Ale jednocześnie George Bush wspomniał ostatnio o potrzebie uniknięcia "trzeciej wojny światowej", a wiceprezydent Dick Cheney oświadczył, że Stany Zjednoczone "nie będą stać obojętnie", kiedy Iran kontynuuje swój program nuklearny, którego celem - zdaniem USA - jest budowa broni atomowej.

Retorykę taką niektórzy uważają za propagandowe przygotowanie do ewentualnej zbrojnej interwencji w Iranie.
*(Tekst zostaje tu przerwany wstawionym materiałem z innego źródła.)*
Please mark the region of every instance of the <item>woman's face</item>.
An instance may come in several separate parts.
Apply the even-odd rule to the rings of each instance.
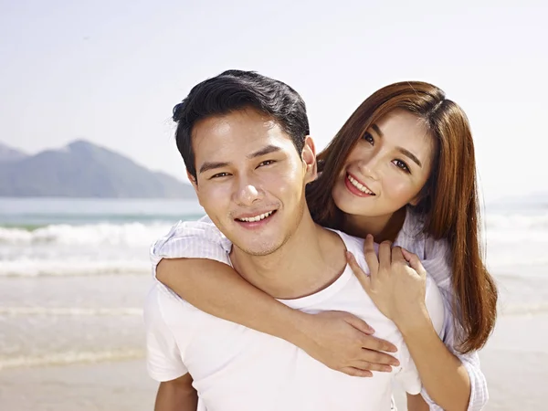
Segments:
[[[333,186],[335,204],[348,215],[369,217],[416,205],[434,147],[424,121],[403,110],[386,114],[350,153]]]

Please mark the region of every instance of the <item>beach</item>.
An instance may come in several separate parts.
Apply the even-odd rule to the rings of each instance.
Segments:
[[[157,384],[145,370],[142,314],[153,281],[148,247],[184,206],[153,217],[154,209],[170,208],[157,204],[150,216],[127,221],[80,212],[68,222],[47,223],[51,217],[36,213],[21,222],[12,213],[0,227],[0,410],[153,409]],[[501,299],[495,332],[480,352],[490,396],[485,409],[546,409],[548,218],[522,210],[529,219],[516,231],[516,212],[508,213],[488,225]],[[395,396],[405,409],[402,394]]]

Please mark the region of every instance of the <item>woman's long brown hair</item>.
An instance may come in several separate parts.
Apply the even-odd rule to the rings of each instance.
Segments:
[[[424,232],[448,240],[452,254],[453,311],[461,328],[458,350],[481,348],[497,316],[498,291],[480,246],[480,214],[474,143],[464,111],[436,86],[420,81],[386,86],[352,114],[329,146],[318,155],[319,178],[307,187],[314,220],[342,228],[342,212],[332,191],[354,144],[369,127],[394,110],[424,120],[435,142],[433,167],[415,210],[425,217]]]

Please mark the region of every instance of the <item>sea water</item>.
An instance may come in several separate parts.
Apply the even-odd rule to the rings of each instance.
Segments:
[[[149,248],[195,200],[0,199],[0,369],[143,355]],[[483,221],[502,315],[548,311],[548,202]]]

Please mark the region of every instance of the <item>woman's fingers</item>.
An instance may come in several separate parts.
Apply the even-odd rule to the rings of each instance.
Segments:
[[[389,272],[392,265],[392,243],[383,241],[379,246],[379,270]]]
[[[406,248],[402,248],[401,250],[402,250],[402,256],[404,257],[406,261],[407,261],[407,264],[409,264],[409,267],[411,267],[413,269],[415,269],[418,273],[419,276],[426,277],[427,270],[425,269],[424,266],[420,262],[418,256],[416,254],[413,254],[412,252],[407,251]]]
[[[365,257],[365,262],[369,267],[370,275],[374,279],[374,276],[379,270],[379,258],[374,252],[374,243],[373,236],[368,234],[364,242],[364,255]]]
[[[369,294],[369,290],[371,290],[371,279],[362,269],[362,268],[356,261],[355,257],[350,251],[346,251],[346,261],[348,262],[348,265],[353,271],[354,276],[356,276],[356,278],[360,281],[360,284],[362,284],[362,287],[364,287],[364,290],[365,290],[365,292]]]
[[[355,367],[342,367],[339,371],[342,373],[347,374],[352,376],[361,376],[361,377],[372,377],[373,373],[371,371],[360,370]]]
Pentagon - jak wynika z przecieków - przygotowuje plany zbombardowania irańskich instalacji nuklearnych i ataków "chirurgicznych" na bazy Korpusu Strażników Rewolucji.

Jednak zdaniem ekspertów do spraw rynku naftowego atak doprowadzi do wywindowania cen ropy do niespotykanego poziomu. "Jeżeli wybuchnie wojna, rozpęta się piekło na rynkach naftowych" - powiedział prezes firmy PFC Energy (doradztwo w sprawach ropy) Robin West.

W czasie poprzednich wojen nad Zatoką Perską - między Iranem a Irakiem w latach 80. oraz wojny o Kuwejt w 1991 r. - cena ropy szła górę, ale potem opadała, ponieważ państwa-eksporterzy tego surowca miały dość jego rezerw, aby przez zwiększenie produkcji ustabilizować rynek.

Tym razem jednak - zwracają uwagę eksperci - możliwości dodatkowej produkcji ropy są znacznie bardziej ograniczone wskutek ogromnego zwiększenia popytu na ropę, m.in. w takich błyskawicznie rozwijających się krajach jak Chiny.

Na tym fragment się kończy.